State highway patrol clears trooper in fatal accident

? Kansas Highway Patrol has cleared a trooper involved in a chase in Wichita last year where the fleeing driver hit another car, killing herself and two other people.

The patrol said it had completed its investigation of the Nov. 15 accident and that the agency didn’t need to change its vehicle-pursuit policy.

The letter also said that both of the drivers involved had blood alcohol levels above the legal limit, which “definitely was a contributing factor” in the accident.

The trooper was chasing 24-year-old Jennifer Stilley for speeding when Stilley’s Chevrolet Cobalt slammed into a Buick Century driven by 43-year-old Mia Alberson. Alberson and passenger Peggy King, 44, were killed.

Another of Alberson’s passengers, Teresa Phillips, 45, was critically injured.

The highway patrol, in response to a request from a local newspaper, allowed a reporter and a videographer to view a copy of the patrol car video of the incident and listen to a copy of the emergency radio traffic.

The video shows Alberson’s Buick pulling out in front of the Cobalt at an estimated speed of 15 mph. About six second before impact, the trooper told the emergency dispatcher that the chase speed had reached an estimated 90 mph.

Right after the collision, the video shows 29-year-old Joseph Batemon, a passenger in the Cobalt and Stilley’s fiancé, sticking his hands out of the car as Trooper Eric Molleker walks toward the car with his handgun raised.

While Batemon was wearing his seat belt, a Highway Patrol report says Stilley was not and was found lying across him.

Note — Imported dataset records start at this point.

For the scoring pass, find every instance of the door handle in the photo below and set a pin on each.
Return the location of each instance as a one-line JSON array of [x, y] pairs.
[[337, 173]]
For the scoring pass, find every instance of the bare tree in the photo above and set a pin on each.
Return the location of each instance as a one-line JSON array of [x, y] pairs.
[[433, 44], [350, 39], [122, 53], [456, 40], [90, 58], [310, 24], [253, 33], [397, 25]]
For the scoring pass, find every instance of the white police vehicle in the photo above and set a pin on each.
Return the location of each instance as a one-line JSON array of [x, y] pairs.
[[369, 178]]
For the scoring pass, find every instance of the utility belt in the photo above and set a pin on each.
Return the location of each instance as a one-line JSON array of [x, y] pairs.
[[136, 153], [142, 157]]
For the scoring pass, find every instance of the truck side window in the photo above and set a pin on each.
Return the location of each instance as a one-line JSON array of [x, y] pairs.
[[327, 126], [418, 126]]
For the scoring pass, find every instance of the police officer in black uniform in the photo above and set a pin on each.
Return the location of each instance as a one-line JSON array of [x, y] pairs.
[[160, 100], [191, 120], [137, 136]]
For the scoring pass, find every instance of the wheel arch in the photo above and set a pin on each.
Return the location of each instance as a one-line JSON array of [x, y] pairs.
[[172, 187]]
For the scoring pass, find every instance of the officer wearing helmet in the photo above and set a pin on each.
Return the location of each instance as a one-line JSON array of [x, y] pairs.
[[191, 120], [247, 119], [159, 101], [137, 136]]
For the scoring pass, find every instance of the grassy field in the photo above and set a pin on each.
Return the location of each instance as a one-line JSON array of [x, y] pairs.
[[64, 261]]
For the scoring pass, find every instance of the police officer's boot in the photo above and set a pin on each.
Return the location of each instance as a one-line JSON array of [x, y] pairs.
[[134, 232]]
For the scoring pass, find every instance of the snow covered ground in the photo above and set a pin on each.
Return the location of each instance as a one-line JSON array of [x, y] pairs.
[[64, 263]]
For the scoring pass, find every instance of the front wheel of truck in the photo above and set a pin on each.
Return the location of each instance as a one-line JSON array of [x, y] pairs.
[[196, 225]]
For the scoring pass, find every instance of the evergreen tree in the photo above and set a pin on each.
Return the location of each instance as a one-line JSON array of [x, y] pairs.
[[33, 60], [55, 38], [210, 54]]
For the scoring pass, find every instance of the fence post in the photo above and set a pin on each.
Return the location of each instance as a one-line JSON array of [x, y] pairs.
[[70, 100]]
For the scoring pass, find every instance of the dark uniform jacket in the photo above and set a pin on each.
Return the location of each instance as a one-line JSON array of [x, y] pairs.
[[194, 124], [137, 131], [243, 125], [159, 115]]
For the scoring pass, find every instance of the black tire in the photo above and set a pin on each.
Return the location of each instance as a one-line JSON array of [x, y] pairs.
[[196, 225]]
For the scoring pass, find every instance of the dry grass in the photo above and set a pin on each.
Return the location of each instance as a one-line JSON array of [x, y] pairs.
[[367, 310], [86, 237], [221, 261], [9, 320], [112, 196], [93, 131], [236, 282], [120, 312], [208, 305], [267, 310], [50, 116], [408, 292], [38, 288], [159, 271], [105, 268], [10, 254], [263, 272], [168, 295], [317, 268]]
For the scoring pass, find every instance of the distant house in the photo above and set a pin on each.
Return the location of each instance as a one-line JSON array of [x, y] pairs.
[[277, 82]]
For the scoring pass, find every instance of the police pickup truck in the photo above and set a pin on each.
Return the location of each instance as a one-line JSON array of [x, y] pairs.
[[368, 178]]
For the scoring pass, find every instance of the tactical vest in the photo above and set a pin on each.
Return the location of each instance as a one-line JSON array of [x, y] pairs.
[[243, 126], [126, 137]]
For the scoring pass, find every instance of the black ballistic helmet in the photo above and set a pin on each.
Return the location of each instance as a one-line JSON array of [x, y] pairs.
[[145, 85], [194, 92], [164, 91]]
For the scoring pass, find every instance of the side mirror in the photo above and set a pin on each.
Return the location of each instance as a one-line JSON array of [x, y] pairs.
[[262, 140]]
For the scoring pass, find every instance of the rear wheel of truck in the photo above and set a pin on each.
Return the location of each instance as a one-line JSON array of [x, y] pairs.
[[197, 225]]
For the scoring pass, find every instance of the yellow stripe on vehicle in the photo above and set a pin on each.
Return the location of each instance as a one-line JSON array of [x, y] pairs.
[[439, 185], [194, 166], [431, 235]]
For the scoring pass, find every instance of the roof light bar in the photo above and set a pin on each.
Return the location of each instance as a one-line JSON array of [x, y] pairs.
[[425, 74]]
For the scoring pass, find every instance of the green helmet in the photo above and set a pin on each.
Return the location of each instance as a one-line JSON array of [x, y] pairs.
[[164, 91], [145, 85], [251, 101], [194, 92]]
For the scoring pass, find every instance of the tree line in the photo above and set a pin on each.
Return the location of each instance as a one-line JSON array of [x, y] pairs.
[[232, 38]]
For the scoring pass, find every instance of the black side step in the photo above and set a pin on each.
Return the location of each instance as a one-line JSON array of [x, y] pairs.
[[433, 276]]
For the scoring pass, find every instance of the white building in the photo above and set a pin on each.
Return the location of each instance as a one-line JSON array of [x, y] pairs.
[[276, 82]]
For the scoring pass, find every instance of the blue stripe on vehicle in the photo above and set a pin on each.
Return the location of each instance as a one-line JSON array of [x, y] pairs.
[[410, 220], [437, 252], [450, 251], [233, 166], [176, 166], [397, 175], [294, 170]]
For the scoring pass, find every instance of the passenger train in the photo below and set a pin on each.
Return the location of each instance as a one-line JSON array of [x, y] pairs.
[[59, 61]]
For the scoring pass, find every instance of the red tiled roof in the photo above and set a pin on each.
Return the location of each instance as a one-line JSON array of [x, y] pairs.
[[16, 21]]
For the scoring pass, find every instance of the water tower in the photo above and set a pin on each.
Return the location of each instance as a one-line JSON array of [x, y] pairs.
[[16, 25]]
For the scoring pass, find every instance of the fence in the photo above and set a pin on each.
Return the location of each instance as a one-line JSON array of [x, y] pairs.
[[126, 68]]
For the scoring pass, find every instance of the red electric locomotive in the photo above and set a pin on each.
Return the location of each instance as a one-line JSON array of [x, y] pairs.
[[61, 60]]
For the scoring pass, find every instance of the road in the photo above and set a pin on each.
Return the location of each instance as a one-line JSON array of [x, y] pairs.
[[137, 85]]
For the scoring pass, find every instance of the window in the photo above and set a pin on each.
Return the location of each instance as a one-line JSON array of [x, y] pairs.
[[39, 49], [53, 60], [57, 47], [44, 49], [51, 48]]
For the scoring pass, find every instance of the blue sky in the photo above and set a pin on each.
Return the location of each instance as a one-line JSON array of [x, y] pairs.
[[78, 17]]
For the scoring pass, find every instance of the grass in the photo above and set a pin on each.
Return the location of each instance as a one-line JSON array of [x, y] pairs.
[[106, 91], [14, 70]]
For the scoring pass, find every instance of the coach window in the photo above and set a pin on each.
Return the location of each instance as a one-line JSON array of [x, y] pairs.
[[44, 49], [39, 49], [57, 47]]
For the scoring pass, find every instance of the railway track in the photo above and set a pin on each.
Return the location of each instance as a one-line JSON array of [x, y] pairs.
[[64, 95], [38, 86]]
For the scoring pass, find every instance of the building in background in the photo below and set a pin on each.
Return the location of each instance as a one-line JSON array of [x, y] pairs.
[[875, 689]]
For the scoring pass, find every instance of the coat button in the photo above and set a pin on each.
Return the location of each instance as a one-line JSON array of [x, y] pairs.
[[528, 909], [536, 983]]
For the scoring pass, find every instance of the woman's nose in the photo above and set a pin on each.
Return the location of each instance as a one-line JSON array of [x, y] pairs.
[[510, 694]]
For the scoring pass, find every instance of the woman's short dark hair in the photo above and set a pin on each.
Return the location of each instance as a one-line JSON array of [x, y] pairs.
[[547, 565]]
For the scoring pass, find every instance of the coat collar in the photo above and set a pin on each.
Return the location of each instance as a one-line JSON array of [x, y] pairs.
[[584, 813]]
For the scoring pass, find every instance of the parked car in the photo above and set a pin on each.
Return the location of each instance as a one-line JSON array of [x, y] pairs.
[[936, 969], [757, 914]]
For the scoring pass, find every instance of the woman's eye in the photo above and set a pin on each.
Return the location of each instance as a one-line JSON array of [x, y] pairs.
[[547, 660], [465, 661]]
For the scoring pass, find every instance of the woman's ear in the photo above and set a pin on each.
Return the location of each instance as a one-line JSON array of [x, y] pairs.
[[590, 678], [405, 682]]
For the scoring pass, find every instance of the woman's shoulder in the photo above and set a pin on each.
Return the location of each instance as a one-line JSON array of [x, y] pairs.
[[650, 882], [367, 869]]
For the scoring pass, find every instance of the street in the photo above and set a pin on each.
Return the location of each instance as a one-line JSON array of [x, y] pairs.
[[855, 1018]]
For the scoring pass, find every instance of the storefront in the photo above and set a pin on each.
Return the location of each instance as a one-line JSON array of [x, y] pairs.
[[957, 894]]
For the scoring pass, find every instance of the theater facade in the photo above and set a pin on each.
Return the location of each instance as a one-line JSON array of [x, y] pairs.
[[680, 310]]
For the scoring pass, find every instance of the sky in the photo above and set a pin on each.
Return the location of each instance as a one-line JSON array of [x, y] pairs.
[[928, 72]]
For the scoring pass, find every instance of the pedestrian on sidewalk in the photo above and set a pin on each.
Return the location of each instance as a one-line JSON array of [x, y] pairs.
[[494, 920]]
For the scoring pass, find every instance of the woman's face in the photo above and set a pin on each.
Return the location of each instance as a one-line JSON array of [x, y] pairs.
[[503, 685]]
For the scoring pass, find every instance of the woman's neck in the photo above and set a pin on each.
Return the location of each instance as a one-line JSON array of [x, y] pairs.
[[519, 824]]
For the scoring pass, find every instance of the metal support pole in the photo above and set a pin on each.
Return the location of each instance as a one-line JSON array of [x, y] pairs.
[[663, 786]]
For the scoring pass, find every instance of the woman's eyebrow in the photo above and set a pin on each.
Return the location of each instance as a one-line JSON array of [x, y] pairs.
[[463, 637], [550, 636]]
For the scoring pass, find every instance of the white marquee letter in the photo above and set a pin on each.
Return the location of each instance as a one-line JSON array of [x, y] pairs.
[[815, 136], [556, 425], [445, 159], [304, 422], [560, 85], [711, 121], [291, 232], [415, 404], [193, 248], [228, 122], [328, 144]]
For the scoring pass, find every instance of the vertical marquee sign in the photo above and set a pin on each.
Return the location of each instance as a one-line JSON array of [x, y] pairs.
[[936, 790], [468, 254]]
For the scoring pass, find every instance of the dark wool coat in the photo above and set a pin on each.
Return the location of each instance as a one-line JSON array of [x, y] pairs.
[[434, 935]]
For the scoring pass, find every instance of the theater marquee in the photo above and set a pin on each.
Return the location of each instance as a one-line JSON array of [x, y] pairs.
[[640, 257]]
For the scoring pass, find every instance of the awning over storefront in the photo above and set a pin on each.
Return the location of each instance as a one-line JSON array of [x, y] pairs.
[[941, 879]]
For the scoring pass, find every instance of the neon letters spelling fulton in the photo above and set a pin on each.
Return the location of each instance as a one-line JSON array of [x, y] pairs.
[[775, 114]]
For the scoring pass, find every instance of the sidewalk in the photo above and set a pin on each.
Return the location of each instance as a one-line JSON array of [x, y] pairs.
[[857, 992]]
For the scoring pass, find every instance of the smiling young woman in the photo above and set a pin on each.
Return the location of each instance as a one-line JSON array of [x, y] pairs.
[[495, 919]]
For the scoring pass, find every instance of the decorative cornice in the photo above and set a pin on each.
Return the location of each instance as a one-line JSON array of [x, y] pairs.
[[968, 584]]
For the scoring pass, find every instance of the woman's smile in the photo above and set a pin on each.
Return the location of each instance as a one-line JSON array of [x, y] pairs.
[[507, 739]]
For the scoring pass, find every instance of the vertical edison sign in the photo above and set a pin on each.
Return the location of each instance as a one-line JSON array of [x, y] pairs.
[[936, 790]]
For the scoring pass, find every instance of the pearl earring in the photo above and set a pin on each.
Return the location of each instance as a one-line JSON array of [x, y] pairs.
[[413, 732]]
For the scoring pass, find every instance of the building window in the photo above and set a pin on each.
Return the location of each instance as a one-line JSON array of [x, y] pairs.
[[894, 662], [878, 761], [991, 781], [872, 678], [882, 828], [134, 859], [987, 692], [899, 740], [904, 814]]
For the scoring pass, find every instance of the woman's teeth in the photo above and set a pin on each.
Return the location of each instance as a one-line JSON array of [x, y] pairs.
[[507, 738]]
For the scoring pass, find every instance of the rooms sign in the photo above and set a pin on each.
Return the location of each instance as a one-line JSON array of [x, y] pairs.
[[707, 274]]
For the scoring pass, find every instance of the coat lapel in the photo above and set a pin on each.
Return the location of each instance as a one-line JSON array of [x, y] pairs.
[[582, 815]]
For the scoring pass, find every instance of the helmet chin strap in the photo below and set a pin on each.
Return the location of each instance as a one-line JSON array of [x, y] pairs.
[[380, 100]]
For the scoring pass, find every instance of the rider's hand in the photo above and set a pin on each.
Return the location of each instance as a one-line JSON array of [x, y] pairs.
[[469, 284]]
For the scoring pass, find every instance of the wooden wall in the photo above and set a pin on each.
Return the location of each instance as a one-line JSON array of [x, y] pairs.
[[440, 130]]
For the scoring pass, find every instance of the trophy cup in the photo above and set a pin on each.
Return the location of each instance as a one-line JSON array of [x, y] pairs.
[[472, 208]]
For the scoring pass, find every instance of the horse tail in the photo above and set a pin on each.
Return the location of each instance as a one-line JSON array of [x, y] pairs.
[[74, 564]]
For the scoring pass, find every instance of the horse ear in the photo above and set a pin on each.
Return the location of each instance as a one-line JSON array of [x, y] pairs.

In the letter, regional commander Maj. Alan Stoecklein writes: “The patrol’s mission includes protecting life and property through active enforcement of traffic laws. In this instance, our trooper was conducting appropriate enforcement action to attempt to stop a driver who had committed a serious traffic violation, specifically traveling 83 mph in a posted 60 mile per hour zone.”

Molleker began chasing Stilley when he spotted her speeding on Interstate 135 and she didn’t pull over and began to flee.

Stoecklein wrote in the letter that Stilley and Alberson were “driving under the influence and were legally impaired at the time of the crash, which definitely was a contributing factor in this unfortunate incident.”

Autopsy reports determined that Stilley’s blood-alcohol level measured 0.18, or more than twice the legal limit, while Alberson’s blood-alcohol level was 0.15 — almost twice the legal limit.